On the cultural permeation of possibilism, Kamila Soh (who has guestposted on this blog) alerted me to uncannily prophetic comment from Hanna Arendt’s The Human Condition, and it concerns man’s struggle to escape limitation and giveness. In the prologue to that text, Arendt spoke of a constant desire for man to “escape from imprisonment to the earth” - and we can read here an escape from the imprisonment by what is, in exchange for a possible circumstance. With this in mind she predicted that
…future man…seems to be possessed by a rebellion against human existence as it has been given, a free gift from nowhere, which he wises to exchange, as it were, for something he has made himself (3)

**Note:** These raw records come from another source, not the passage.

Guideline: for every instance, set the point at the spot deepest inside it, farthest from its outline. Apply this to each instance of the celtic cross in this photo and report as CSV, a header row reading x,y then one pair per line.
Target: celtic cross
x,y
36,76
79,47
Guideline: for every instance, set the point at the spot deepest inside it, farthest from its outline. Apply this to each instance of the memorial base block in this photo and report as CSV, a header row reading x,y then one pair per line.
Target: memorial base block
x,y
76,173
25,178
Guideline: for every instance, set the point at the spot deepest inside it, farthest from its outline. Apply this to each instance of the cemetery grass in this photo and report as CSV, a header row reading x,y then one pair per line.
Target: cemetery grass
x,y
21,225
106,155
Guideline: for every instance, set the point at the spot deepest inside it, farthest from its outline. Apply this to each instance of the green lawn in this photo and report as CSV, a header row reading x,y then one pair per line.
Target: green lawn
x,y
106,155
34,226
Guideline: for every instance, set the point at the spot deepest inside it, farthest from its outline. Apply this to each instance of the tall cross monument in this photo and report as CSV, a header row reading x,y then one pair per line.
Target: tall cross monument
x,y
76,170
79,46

Interestingly, there is a subtle line that shows that possibilism is not unique to the world of the edgerunners. Indeed the whole of Night City itself pulses with this metaphysics of possibilism, and we get this insight from an unlikely source, the chief villain Faraday, a corporate fixer who both supplies the cyberpunks with work as well as attempts to use them as instruments for his own ambition. In episode 9, there is a scene in which Faraday explains his plans to the edgerunner Kiwi, a seemingly inconsequential compulsory “bad guy unveils plan” scene. However, it is a scene that is most telling about the telos of life in the world of Night City. In one line in that scene, Faraday says that:
There is but one true measure of success in Night City, one’s standing in the corporate world, and to keep climbing, I need your continued support.
Once again, it is a subtle line, for what one’s standing in the corporate world is not all that apparent in Night City. While there are physical manifestations of the corporate world, such as Arasaka Tower (the organisation that drives much of the activity in Night City), the corporate world as such does not seem to have a final end stage. Instead, every place in the corporate world is just another rung in a seemingly endless ladder, one which everyone will have to constantly climb. Even the seemingly powerful Faraday answers to powers above him, powers that he hopes to one day possess for himself, only to find another set of powers to answer to, and on and on it goes.